What Happened

A developer running an NVIDIA DGX Spark GB10 posted to r/LocalLLaMA asking for working vLLM configurations for Google's Gemma 4 26B-A4B model. The Intel INT4 quantization of the 31B variant loaded successfully but delivered unacceptable inference speed. No confirmed working setup for the 26B variant was shared at time of writing.

Why It Matters

Gemma 4 26B-A4B is a Mixture-of-Experts model that activates only 4B parameters per token, making it theoretically efficient for local deployment. However, vLLM's MoE support and quantization compatibility are still maturing, and hardware like the DGX Spark GB10 (Grace Blackwell, 128GB unified memory) does not always map cleanly to community-tested configs.

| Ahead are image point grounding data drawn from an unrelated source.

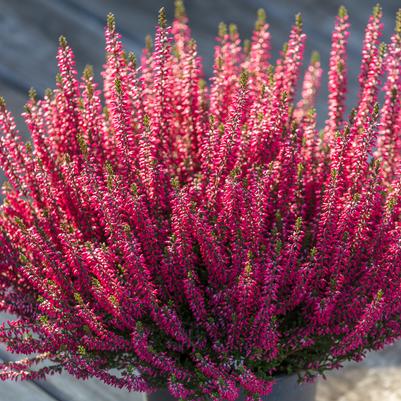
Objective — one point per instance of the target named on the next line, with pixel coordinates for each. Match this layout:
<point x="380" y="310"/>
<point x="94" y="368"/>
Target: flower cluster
<point x="204" y="237"/>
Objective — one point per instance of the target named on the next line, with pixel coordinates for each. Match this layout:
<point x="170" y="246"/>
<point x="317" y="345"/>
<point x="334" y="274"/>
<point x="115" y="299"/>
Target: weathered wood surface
<point x="29" y="31"/>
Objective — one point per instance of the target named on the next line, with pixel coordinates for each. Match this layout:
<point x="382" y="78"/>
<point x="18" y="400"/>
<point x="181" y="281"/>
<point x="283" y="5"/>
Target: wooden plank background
<point x="29" y="31"/>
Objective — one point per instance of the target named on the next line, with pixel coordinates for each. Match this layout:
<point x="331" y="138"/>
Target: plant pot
<point x="285" y="389"/>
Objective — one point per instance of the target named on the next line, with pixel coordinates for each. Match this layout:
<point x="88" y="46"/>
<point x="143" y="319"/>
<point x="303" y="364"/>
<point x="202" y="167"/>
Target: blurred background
<point x="29" y="31"/>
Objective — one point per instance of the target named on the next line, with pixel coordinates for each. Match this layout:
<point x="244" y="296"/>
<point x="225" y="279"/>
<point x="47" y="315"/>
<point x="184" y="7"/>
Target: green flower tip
<point x="132" y="59"/>
<point x="179" y="10"/>
<point x="88" y="72"/>
<point x="398" y="22"/>
<point x="382" y="49"/>
<point x="342" y="12"/>
<point x="315" y="57"/>
<point x="298" y="20"/>
<point x="162" y="18"/>
<point x="233" y="29"/>
<point x="261" y="19"/>
<point x="377" y="11"/>
<point x="222" y="29"/>
<point x="111" y="22"/>
<point x="244" y="78"/>
<point x="62" y="41"/>
<point x="148" y="43"/>
<point x="32" y="94"/>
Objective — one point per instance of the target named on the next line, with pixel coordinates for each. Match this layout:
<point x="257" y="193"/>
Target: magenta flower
<point x="204" y="238"/>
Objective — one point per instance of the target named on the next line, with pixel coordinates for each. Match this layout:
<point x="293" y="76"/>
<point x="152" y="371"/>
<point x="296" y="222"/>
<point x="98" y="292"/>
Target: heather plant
<point x="204" y="236"/>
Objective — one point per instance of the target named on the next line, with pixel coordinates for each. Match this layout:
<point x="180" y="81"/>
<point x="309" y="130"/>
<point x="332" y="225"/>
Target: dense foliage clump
<point x="204" y="237"/>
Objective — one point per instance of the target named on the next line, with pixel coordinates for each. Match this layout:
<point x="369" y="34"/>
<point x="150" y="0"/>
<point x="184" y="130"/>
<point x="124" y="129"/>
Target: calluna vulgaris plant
<point x="207" y="238"/>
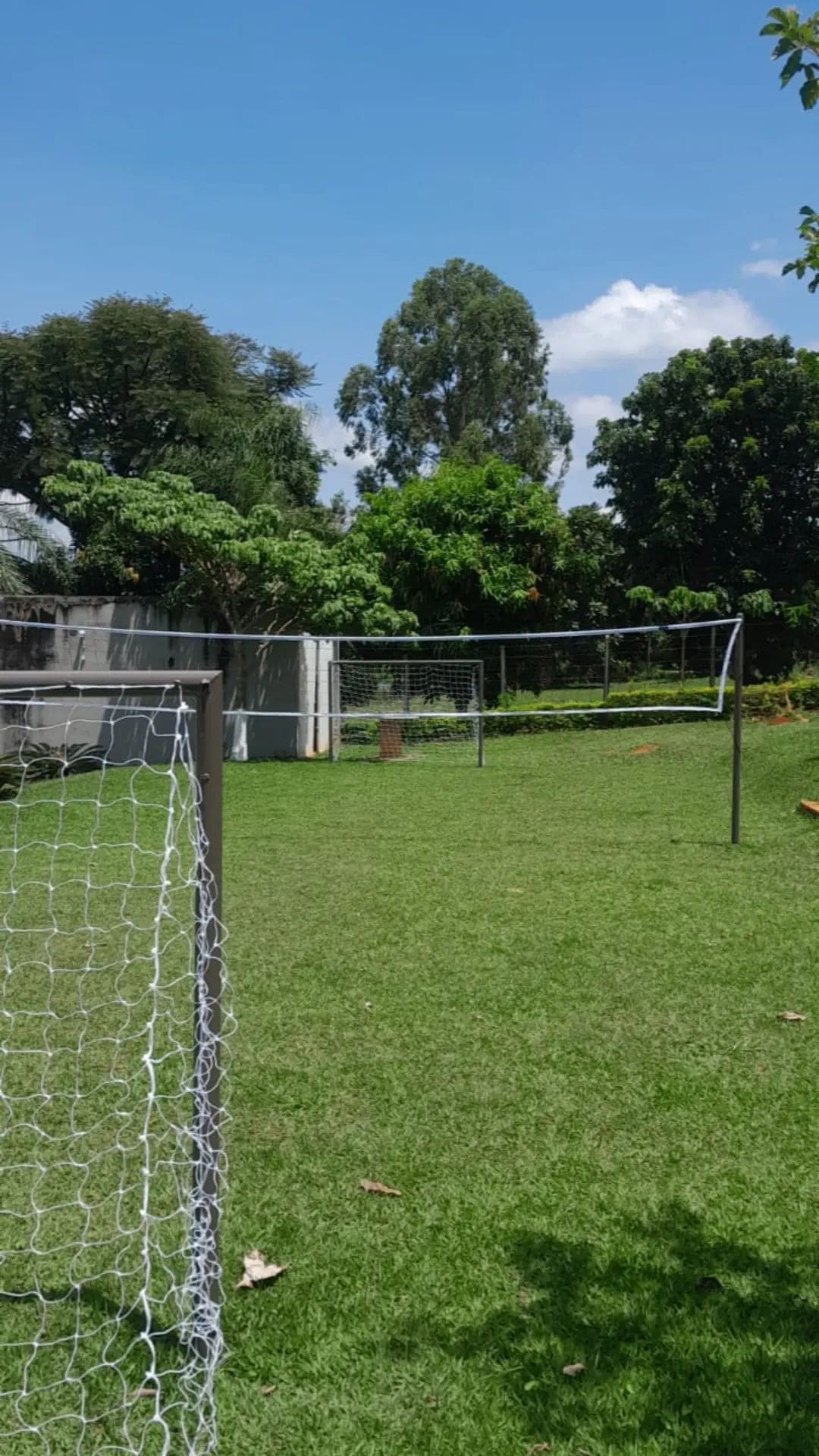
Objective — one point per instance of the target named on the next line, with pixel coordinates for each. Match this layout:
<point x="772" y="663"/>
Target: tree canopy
<point x="713" y="472"/>
<point x="248" y="570"/>
<point x="483" y="548"/>
<point x="461" y="372"/>
<point x="798" y="44"/>
<point x="137" y="384"/>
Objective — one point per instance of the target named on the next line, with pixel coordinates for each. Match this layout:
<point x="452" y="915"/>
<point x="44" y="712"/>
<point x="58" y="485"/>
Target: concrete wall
<point x="268" y="677"/>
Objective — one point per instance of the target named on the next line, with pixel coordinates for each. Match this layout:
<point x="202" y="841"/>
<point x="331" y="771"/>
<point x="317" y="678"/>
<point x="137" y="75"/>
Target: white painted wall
<point x="286" y="677"/>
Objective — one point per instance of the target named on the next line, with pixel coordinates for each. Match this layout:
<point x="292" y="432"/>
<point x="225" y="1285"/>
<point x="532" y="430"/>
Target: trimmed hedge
<point x="758" y="701"/>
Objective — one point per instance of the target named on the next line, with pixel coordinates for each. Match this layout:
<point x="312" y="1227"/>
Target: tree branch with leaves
<point x="798" y="44"/>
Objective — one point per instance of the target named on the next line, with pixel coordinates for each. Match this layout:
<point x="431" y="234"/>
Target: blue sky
<point x="290" y="169"/>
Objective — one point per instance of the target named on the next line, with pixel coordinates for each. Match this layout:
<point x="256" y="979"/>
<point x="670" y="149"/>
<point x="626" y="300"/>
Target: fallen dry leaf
<point x="259" y="1272"/>
<point x="368" y="1185"/>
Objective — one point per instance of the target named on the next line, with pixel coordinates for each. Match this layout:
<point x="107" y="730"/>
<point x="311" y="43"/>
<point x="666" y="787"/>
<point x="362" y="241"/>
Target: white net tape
<point x="110" y="1329"/>
<point x="392" y="708"/>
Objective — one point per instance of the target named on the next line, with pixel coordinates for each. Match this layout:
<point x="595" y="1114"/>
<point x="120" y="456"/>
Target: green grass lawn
<point x="541" y="1001"/>
<point x="572" y="1069"/>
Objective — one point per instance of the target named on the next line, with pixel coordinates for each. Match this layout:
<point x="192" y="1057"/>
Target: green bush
<point x="758" y="701"/>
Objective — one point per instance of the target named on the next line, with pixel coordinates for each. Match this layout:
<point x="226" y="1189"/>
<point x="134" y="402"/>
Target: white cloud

  • INT4 quants reduce VRAM pressure but can bottleneck on CPU-GPU memory bandwidth on unified architectures.
  • vLLM's --quantization flag behavior differs between AWQ, GPTQ, and Intel Neural Compressor formats.
  • The 26B-A4B checkpoint requires correct MoE routing support in vLLM 0.4.x or later.

Asia-Pacific Angle

Chinese and Southeast Asian developers frequently deploy open-weight models on cost-effective local hardware rather than cloud APIs, making quantization performance critical. Gemma 4's permissive license allows commercial use, which matters for indie SaaS products targeting regional markets. Developers using Alibaba Cloud or Tencent Cloud GPU instances (A10, A100) should note that AWQ quantization typically outperforms GPTQ on these SKUs for MoE models. The Qwen team's public benchmarks on MoE quantization are a useful reference point for tuning similar architectures.

Action Item This Week

Try loading Gemma 4 26B-A4B with vllm serve google/gemma-4-26b-a4b --quantization awq --max-model-len 8192 --tensor-parallel-size 1 and compare throughput against the INT4 variant. Report tokens/sec at batch size 1 to isolate the memory bandwidth bottleneck.